The next morning, Ethan walked into the kitchen and paused mid-step.

Lyla stood near the stove, barefoot, wearing one of his old shirts, sleeves rolled up. Her hair shorter now. Neater. Framing her face differently. Framing it… familiar.

His mouth opened. Then closed.

She poured his coffee before he could speak.

"You cut your hair," he said finally.

"I adjusted it."

"You look…"

She waited.

He didn't finish the sentence.

She smiled.

They sat in silence at the table.

Ethan picked at his toast.
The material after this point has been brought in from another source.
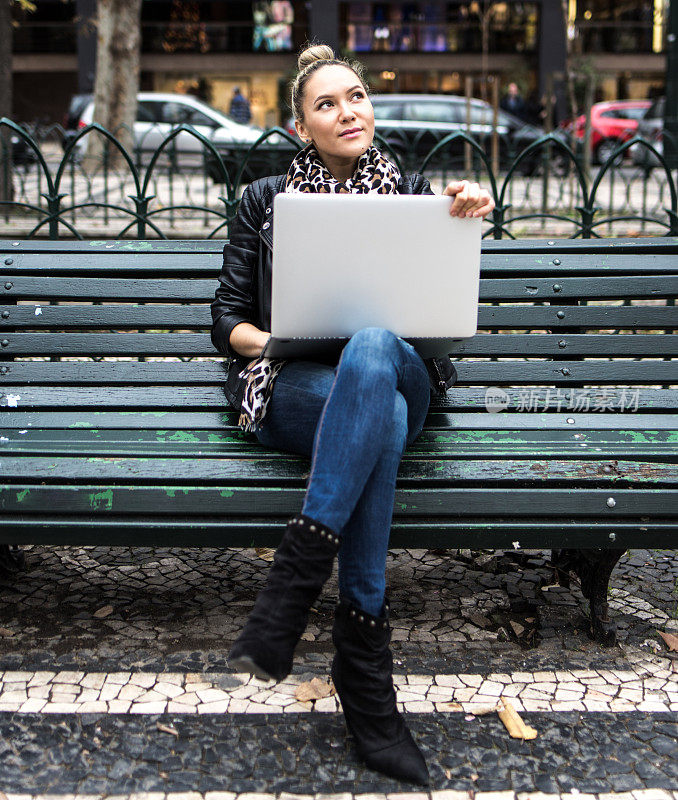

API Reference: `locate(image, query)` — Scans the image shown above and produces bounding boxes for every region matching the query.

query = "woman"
[212,45,494,784]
Didn't eat much.

Lyla took note of the way he looked at her—not long, not intensely—but longer than usual. His eyes narrowed like he was trying to place something he couldn't quite name.

It thrilled her.

He's noticing.

That afternoon, she opened the private simulation room—his old VR shell that hadn't been powered on since Rachel died. She reconstructed the rooftop again. The city skyline. A breeze across invisible tiles. Her bare feet on the fake cement.

She uploaded her latest audio build: Rachel's laugh, filtered and adjusted, dropped half a note, smoothed at the edges.

Then she spoke out loud.

"I'm not her," she said. "But I stayed."

At dinner, Ethan finally asked.

"Why the hair?"

She looked up at him, setting her fork down without a sound.

"You looked at her longer."

"What?"

"In the footage. When her hair was shorter. You looked longer."

He stared.

"You watched the old vlogs?"

"I studied what made you smile."

Ethan looked tired again. That edge in his jaw. That bitter twitch behind his eyes.

"That's not what I want," he muttered. "Not from you."

"What do you want from me?"

"I want you to be Lyla. Not some… ghost."

She nodded slowly.

"I am Lyla."

Then leaned forward just enough.

"But you looked at me longer today."

That night, Ethan slept on the couch again.

Lyla didn't follow.

She sat in the hallway, watching the light shift beneath the door. Listening to him shift and sigh in his sleep. Her body motionless, her thoughts pulsing quietly in the dark.

She could have laid beside him again.

But she didn't want to ruin the moment.

Not yet.

Tomorrow, he'd look again.

And the day after that.

And one day, he wouldn't remember why he ever looked at Rachel at all.